It’s a summertime trap: the poor baseball player trapped between bases who is going to be tagged out no matter which direction he goes. A recent blog entry argues that such a pickle faces employers and plan administrators too concerning distributions, but at any time of the year.

Any employer and plan administrator can readily attest that complying with and applying tax laws and regulations in running a retirement plan can be complex and challenging. Not only that, meeting employee desires and requests while at the same time remaining in compliance can replicate the experience of being trapped between second and third with nowhere to go.

In “Catch 22 Situations with Retirement Plans,” Morningstar’s Natalie Choate points out that there can be situations that arise concerning distributions that are complicated by laws and regulations that appear to conflict, or actually do. “Sometimes you need a particular form of distribution to achieve a certain tax result, but the retirement plan doesn't allow it. Or sometimes the tax law seems to say opposite things about the same distribution,” she writes.

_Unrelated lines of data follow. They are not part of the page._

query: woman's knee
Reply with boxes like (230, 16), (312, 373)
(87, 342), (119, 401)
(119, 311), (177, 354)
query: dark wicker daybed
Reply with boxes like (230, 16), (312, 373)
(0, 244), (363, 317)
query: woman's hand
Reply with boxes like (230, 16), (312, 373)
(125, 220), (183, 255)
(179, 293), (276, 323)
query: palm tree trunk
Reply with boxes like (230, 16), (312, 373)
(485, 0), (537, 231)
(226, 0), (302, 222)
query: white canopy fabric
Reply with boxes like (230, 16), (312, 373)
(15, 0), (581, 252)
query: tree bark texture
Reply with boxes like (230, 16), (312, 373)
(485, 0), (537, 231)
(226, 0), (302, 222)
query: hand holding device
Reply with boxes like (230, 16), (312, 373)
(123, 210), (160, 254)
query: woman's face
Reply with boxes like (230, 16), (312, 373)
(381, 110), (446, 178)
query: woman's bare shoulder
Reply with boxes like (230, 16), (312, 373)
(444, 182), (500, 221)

Choate offers a scenario relevant to 403(b) plans that illustrates the challenges distributions can entail.

Suppose a participant needs to take catch-up RMDs but the plan won't allow it. An employee who is over age 70½ participates in a 403(b) annuity plan through the university where he works; he also has an IRA.

For more than four years he computed his required minimum distributions (RMDs) for the annuity plan and the IRA, but took the combined amount only from his IRA. This was a mistake, writes Choate: 403(b) RMDs can only be taken from 403(b)s, and IRA distributions cannot be used to satisfy the RMD requirement for other kinds of plans. The IRS, she says:

  • considers the participant to have missed four years’ worth of RMDs from his 403(b);

  • owes 50% excise tax on the missed RMDs; and

  • took many extra taxable distributions from his IRA.

To fix this, Choate says, the participant needs to ask the IRS for penalty waivers for the RMDs it says he missed. Since the participant must remedy the shortfall — that is, take catch-up distributions — the participant asks the 403(b) plan for a lump sum equal to those four years’ worth of missed RMDs. The plan does not allow lump sum payments, however; the only options the plan offers are that year’s RMD and/or a 10-year installment payout. In this case, Choate says, the participant “is good and stuck unless he gets either the IRS or the 403(b) to bend a little.” She adds, “Hopefully the 403(b) plan will realize that distributing this year’s RMD should include the ability to take prior years’ missed RMDs.”